When it hurts so bad... but it feels so good.
When it hurts so bad... but it feels so good.

Success! Here, of course, the php command needs a file path after the -d option--so, we just feed it the path to Composer. This method of running Composer with inline PHP options may be something you bump into frequently. Again, you can either up the memory limit by running composer with PHP's -d option, or you could go find your php.ini file make an official change--I don't think there's a down side to that, really. Just make sure you edit the right php.ini if you have more than one. As I noted above, if you're running your server with XAMPP, you'll want to be sure that the XAMPP php.ini file is the one composer is using.

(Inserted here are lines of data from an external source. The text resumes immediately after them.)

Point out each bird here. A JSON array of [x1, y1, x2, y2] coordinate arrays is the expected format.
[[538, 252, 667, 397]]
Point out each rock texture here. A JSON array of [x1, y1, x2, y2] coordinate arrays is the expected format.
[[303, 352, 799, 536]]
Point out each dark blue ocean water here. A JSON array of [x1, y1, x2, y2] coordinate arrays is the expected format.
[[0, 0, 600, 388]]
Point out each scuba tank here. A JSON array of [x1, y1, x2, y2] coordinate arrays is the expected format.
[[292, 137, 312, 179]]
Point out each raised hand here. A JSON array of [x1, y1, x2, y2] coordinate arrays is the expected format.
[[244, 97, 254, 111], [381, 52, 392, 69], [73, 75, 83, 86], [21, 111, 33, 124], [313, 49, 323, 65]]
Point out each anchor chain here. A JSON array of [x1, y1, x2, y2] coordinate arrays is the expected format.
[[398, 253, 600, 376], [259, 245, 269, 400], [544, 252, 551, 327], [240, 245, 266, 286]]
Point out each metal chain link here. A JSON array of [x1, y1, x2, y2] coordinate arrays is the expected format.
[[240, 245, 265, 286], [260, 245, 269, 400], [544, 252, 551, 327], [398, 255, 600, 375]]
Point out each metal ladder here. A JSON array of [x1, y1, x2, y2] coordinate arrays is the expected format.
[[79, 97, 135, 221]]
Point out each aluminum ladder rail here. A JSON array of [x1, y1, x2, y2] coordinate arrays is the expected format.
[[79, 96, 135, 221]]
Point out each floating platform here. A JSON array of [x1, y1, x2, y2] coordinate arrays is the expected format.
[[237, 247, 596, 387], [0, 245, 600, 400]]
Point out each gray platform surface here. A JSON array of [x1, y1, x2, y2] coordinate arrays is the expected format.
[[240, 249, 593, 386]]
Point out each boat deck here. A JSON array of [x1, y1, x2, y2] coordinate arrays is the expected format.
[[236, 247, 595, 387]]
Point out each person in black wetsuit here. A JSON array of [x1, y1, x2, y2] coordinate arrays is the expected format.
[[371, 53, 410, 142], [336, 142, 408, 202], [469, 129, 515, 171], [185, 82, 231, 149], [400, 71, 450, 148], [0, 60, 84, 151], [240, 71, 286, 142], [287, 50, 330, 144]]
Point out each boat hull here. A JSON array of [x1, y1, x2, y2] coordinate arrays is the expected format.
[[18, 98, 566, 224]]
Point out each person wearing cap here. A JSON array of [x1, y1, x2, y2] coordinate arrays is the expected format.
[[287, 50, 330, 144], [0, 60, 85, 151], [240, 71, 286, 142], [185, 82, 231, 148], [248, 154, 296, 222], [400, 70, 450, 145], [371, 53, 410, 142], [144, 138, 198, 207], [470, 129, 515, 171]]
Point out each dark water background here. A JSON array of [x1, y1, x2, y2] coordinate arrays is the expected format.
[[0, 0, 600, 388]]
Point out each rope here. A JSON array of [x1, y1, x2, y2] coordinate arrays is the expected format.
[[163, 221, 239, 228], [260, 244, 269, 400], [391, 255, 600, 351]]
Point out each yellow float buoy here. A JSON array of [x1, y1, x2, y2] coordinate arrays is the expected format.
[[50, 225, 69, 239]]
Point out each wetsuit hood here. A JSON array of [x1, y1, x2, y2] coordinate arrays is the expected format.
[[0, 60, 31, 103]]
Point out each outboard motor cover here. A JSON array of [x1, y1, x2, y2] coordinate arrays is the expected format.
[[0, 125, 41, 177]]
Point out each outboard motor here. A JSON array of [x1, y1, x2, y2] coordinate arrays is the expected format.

And so, the adventure continues. I'll be sure to follow up in the next few weeks with more details on the joys of a Drupal 9 upgrade. At this point, I'd classify all of this as dev-ops. None of it really has anything to do with Drupal. So, when Drupal.org claims this will be the easiest upgrade in a decade, it may very well be so--as regards Drupal. The infrastructure surrounding and supporting Drupal may be a separate question. So far, it's been nothing but headaches. Fingers crossed the Drupal Upgrade Status module helps make the transition as smooth as possible.